Rôle de la Médulla Surrénalienne dans la Réponse au Stress
La médulla surrénalienne joue un rôle central dans la réponse immédiate au stress par la sécrétion de catécholamines, incluant l'adrénaline et la noradrénaline. Ces hormones augmentent la fréquence cardiaque, la pression artérielle et la libération de glucose, facilitant ainsi une réaction rapide de « fight or flight » face à des stimuli stressants.
Axe Hypothalamo-Hypophyso-Surrénalien (HHS) et Régulation de la Réponse au Stress
Les glandes surrénales sont des acteurs clés de l'axe HHS, qui orchestre la réponse au stress.
Image tirée de cette étude
L'hypothalamus sécrète la corticotropin-releasing hormone (CRH), qui stimule l'hypophyse à libérer l'hormone adréno-corticotrope (ACTH).
L'ACTH, à son tour, incite le cortex surrénalien à augmenter la production de cortisol, préparant ainsi le corps à gérer le stress par la mobilisation de ressources énergétiques et la modulation de diverses fonctions métaboliques.
Mécanismes Moléculaires de l'Action du Cortisol
Le cortisol exerce ses effets en traversant les membranes cellulaires et en se liant aux récepteurs glucocorticoïdes intracellulaires (GR).
Le complexe cortisol-GR migre dans le noyau cellulaire où il agit comme facteur de transcription, modulant l'expression de gènes cibles qui régulent des processus métaboliques et immunitaires. Ces interactions peuvent être soit activatrices soit répressives, dépendant des séquences régulatrices présentes sur l'ADN cible.
Métabolisme du Cortisol
La relation entre le cortisol et la cortisone via l'interconversion catalysée par les enzymes 11β-hydroxystéroïde déshydrogénases (11β-HSD) est un élément fondamental de la régulation hormonale glucocorticoïde.
Ces enzymes jouent un rôle crucial dans la détermination de la disponibilité locale du cortisol actif dans les tissus. Les implications cliniques de ces processus sont significatives, en particulier dans le contexte de diverses maladies métaboliques et endocriniennes.
Interconversion du Cortisol et de la Cortisone
Les enzymes 11β-HSD existent en deux isoformes:
11β-HSD1: Convertit la cortisone (inactive) en cortisol (active). Elle agit principalement comme une réductase et est exprimée dans plusieurs tissus, notamment le foie et les tissus adipeux.
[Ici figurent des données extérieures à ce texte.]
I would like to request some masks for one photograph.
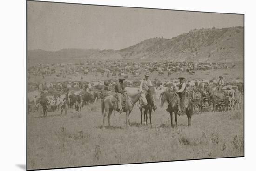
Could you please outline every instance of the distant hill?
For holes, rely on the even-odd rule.
[[[108,59],[235,62],[243,60],[243,32],[241,26],[194,29],[172,39],[149,39],[119,50],[37,49],[28,51],[28,58],[29,62]]]

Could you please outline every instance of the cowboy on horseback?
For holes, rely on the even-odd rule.
[[[218,82],[218,90],[221,90],[222,87],[224,86],[224,79],[221,75],[219,77],[219,79]]]
[[[115,85],[115,90],[116,93],[116,97],[117,99],[117,101],[119,103],[118,103],[119,105],[118,105],[118,110],[119,111],[121,108],[121,95],[124,96],[124,93],[126,91],[123,86],[123,81],[125,79],[124,78],[119,78],[119,82],[117,82]],[[125,99],[123,98],[123,99]]]
[[[181,114],[181,99],[182,97],[185,95],[186,93],[186,84],[185,81],[185,78],[180,77],[178,78],[180,80],[180,84],[179,85],[179,90],[177,91],[176,93],[178,94],[177,97],[179,99],[179,110],[178,111],[178,114],[180,115]]]
[[[140,85],[140,91],[143,91],[147,95],[149,86],[152,86],[151,80],[149,79],[149,74],[148,72],[145,74],[145,79],[141,80]],[[140,104],[140,108],[143,106],[141,104]]]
11β-HSD2: Convertit le cortisol en cortisone, agissant comme une déshydrogénase. Cette enzyme est surtout présente dans les reins, où elle protège les récepteurs minéralocorticoïdes de l’action du cortisol, permettant à l'aldostérone de réguler efficacement l'équilibre sodium-potassium sans interférence.
Formation des Métabolites
Le cortisol peut être métabolisé en plusieurs formes réduites qui sont mesurables dans la salive et les urines:
Tetrahydrocortisol (THF): Métabolite majeur du cortisol, formé via la réduction de la double liaison du cortisol.
5α-tetrahydrocortisol (5α-THF) : Une autre forme de THF, résultant d'une réduction similaire mais dans une voie métabolique légèrement différente.
Tetrahydrocortisone (THE): Métabolite de la cortisone, également formé par réduction.
La mesure des ratios de (5α-THF + THF) / THE dans les urines peut être utilisée pour évaluer l'activité de 11β-HSD2. Un ratio élevé indique généralement une activité réduite de 11β-HSD2, signalant une conversion inefficace du cortisol en cortisone.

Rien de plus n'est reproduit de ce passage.